Дедушка и стал его благодарить, потому что он теперь его освободил. Потому, если одного барана не доест, то делается столько же. Ну, он дальше пошел. Второго пастуха встретил. «Здравствуй, дедушко». — «Здравствуй, дитятко, далеко ли правишься?» — «А иду искать сестру да трех братьев». — «Их мой хозяин унес. Если у меня съешь сто пятьдесят поросят да сто бочек вина выпьешь, так можешь достать, а нет, так и не ходи лучше». — «Ничего, я, — говорит, — пообедаю». — «Как вам, жарить или сырком? Мой хозяин сырком все ест». — «И я сырком».
Съел поросят да выпил вино и дальше пошел.
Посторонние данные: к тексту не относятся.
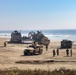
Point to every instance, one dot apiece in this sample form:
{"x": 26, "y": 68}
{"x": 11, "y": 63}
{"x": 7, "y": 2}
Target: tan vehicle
{"x": 33, "y": 50}
{"x": 39, "y": 37}
{"x": 66, "y": 44}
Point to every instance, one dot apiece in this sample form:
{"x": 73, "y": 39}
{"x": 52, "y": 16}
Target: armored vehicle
{"x": 15, "y": 37}
{"x": 33, "y": 50}
{"x": 66, "y": 44}
{"x": 39, "y": 37}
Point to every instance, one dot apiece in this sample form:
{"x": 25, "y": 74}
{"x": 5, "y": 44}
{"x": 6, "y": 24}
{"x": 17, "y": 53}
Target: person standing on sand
{"x": 67, "y": 52}
{"x": 71, "y": 52}
{"x": 46, "y": 47}
{"x": 54, "y": 53}
{"x": 57, "y": 52}
{"x": 4, "y": 44}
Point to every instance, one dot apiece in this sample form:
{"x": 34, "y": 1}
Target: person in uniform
{"x": 54, "y": 53}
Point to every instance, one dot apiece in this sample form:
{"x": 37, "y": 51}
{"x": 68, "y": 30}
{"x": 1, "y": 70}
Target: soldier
{"x": 53, "y": 52}
{"x": 46, "y": 47}
{"x": 71, "y": 52}
{"x": 57, "y": 52}
{"x": 67, "y": 52}
{"x": 4, "y": 44}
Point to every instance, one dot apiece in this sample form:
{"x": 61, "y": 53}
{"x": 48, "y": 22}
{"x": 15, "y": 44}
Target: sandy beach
{"x": 13, "y": 53}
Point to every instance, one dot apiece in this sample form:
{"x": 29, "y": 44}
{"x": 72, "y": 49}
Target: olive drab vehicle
{"x": 33, "y": 49}
{"x": 39, "y": 37}
{"x": 15, "y": 37}
{"x": 66, "y": 44}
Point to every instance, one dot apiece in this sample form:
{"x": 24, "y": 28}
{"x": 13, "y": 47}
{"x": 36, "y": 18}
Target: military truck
{"x": 39, "y": 37}
{"x": 33, "y": 50}
{"x": 66, "y": 44}
{"x": 16, "y": 37}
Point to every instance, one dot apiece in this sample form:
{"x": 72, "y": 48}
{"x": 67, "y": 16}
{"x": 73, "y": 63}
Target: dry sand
{"x": 14, "y": 52}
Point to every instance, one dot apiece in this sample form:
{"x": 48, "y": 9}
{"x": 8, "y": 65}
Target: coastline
{"x": 13, "y": 53}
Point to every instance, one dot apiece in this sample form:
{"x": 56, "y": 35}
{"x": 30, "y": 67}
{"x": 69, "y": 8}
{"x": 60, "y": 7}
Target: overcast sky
{"x": 37, "y": 14}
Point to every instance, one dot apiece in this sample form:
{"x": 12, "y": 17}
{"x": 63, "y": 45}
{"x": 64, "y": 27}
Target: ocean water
{"x": 69, "y": 34}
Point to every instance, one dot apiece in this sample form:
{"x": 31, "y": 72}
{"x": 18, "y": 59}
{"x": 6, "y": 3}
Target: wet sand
{"x": 13, "y": 53}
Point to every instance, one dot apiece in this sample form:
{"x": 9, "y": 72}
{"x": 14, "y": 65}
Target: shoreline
{"x": 12, "y": 53}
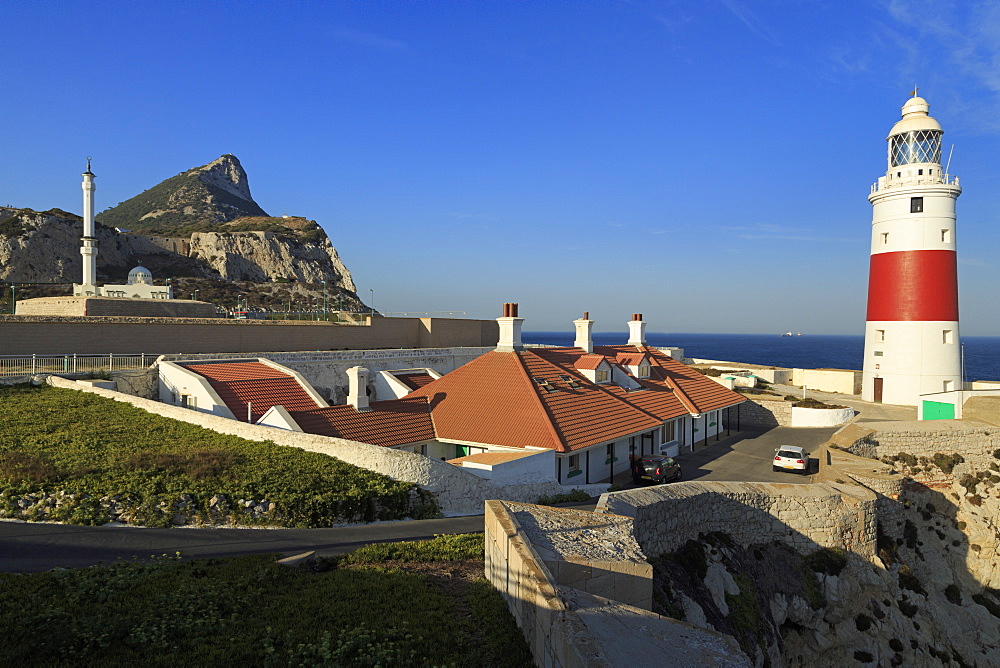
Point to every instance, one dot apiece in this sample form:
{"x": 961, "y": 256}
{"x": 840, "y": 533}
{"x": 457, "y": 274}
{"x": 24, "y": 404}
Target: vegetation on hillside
{"x": 82, "y": 448}
{"x": 369, "y": 608}
{"x": 183, "y": 201}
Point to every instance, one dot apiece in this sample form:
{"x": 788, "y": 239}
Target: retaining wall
{"x": 457, "y": 491}
{"x": 25, "y": 335}
{"x": 565, "y": 626}
{"x": 802, "y": 516}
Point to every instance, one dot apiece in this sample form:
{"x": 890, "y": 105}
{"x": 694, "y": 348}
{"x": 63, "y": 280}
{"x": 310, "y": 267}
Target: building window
{"x": 669, "y": 431}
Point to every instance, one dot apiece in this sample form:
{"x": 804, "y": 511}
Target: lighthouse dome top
{"x": 915, "y": 117}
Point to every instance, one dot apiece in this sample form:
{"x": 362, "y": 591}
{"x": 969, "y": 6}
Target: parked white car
{"x": 790, "y": 458}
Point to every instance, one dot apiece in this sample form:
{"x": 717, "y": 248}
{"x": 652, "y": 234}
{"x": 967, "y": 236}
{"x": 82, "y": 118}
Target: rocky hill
{"x": 197, "y": 200}
{"x": 201, "y": 224}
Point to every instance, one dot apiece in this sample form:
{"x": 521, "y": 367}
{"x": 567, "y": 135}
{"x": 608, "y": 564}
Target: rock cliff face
{"x": 44, "y": 247}
{"x": 196, "y": 200}
{"x": 202, "y": 223}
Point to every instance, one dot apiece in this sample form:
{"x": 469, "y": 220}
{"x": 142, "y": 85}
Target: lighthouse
{"x": 911, "y": 334}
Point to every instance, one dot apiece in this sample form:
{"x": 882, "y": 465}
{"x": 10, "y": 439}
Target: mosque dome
{"x": 140, "y": 275}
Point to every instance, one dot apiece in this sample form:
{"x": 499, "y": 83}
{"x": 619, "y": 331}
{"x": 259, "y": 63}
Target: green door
{"x": 936, "y": 410}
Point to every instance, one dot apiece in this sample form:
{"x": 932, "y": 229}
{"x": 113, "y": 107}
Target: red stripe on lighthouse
{"x": 913, "y": 285}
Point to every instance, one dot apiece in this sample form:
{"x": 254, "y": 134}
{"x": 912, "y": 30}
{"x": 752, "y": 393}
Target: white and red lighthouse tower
{"x": 911, "y": 335}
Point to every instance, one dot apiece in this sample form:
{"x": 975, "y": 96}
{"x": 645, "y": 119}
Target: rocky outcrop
{"x": 195, "y": 200}
{"x": 44, "y": 247}
{"x": 263, "y": 256}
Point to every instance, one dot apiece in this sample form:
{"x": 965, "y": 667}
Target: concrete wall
{"x": 975, "y": 442}
{"x": 803, "y": 516}
{"x": 457, "y": 491}
{"x": 821, "y": 417}
{"x": 566, "y": 626}
{"x": 25, "y": 335}
{"x": 841, "y": 381}
{"x": 762, "y": 413}
{"x": 115, "y": 306}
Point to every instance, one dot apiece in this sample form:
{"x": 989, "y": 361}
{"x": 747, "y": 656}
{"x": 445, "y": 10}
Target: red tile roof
{"x": 414, "y": 379}
{"x": 388, "y": 423}
{"x": 239, "y": 383}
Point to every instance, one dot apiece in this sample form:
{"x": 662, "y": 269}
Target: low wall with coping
{"x": 803, "y": 516}
{"x": 45, "y": 335}
{"x": 458, "y": 492}
{"x": 762, "y": 413}
{"x": 925, "y": 438}
{"x": 566, "y": 626}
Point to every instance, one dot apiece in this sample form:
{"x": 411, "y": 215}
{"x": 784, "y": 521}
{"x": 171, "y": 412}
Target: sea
{"x": 982, "y": 353}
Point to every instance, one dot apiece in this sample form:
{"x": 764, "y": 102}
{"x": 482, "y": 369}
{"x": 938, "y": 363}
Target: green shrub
{"x": 947, "y": 462}
{"x": 566, "y": 497}
{"x": 88, "y": 446}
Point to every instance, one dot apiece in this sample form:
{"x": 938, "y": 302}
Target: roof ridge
{"x": 560, "y": 440}
{"x": 681, "y": 395}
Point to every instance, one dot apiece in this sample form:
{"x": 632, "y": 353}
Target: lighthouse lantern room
{"x": 911, "y": 334}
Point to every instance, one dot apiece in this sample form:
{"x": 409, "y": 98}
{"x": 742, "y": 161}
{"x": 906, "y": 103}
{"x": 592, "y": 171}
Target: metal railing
{"x": 25, "y": 365}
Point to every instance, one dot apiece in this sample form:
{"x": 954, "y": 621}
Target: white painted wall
{"x": 820, "y": 417}
{"x": 175, "y": 381}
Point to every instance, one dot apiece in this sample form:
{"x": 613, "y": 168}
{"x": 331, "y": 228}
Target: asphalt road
{"x": 33, "y": 546}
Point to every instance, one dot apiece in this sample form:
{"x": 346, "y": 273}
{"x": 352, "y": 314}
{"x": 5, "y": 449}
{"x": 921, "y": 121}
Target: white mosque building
{"x": 140, "y": 280}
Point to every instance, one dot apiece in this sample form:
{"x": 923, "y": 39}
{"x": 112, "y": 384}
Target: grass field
{"x": 401, "y": 604}
{"x": 80, "y": 448}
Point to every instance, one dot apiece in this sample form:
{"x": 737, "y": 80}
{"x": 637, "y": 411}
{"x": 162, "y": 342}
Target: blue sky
{"x": 704, "y": 163}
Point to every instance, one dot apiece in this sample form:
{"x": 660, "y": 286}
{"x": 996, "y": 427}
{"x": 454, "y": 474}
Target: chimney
{"x": 584, "y": 333}
{"x": 637, "y": 331}
{"x": 357, "y": 388}
{"x": 510, "y": 330}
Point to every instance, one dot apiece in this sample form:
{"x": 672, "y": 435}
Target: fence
{"x": 24, "y": 365}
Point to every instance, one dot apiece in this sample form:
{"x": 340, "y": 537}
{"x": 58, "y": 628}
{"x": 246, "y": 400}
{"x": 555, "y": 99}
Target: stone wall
{"x": 975, "y": 442}
{"x": 26, "y": 335}
{"x": 765, "y": 414}
{"x": 565, "y": 626}
{"x": 116, "y": 306}
{"x": 457, "y": 492}
{"x": 805, "y": 517}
Идет-идет, видит третий старик. «Здравствуй, дедушко!» — «Здравствуй, дитятко, куды правишься?» — «За сестрой да братьями, не слыхал ли, дедушко?» — «И слыхал, и видал, дитятко; если моих двести быков съешь да сто пятьдесят бочек вина выпьешь, найдешь их. А нет, так ворочайся». — «Я бы, — говорит, — пообедал». Ну и съел всех быков и выпил все вино. «Хорошо, говорит, — еще бы немножко, и сыт был».
Ну, с дедом пораспрощался. Идет по тропке, видит каменно строение. Он посмотрел, ногой толкнул, все строение повалилося. Он с другой стороны — оно и вновь встало. Зашел в горницу, сидит девица: «Здравствуй, сестра!» — «Я вам не сестра, не мои братья здесь убиты».
Зашумело вдруг, загудело. Он и спрашивает: «Это что гудит, как комар пищит?» Она и говорит: «Это не шум шумит, не гроза идет, это мой хозяин летит, полезайте под печку». — «Нет, -говорит, — я и здесь посижу».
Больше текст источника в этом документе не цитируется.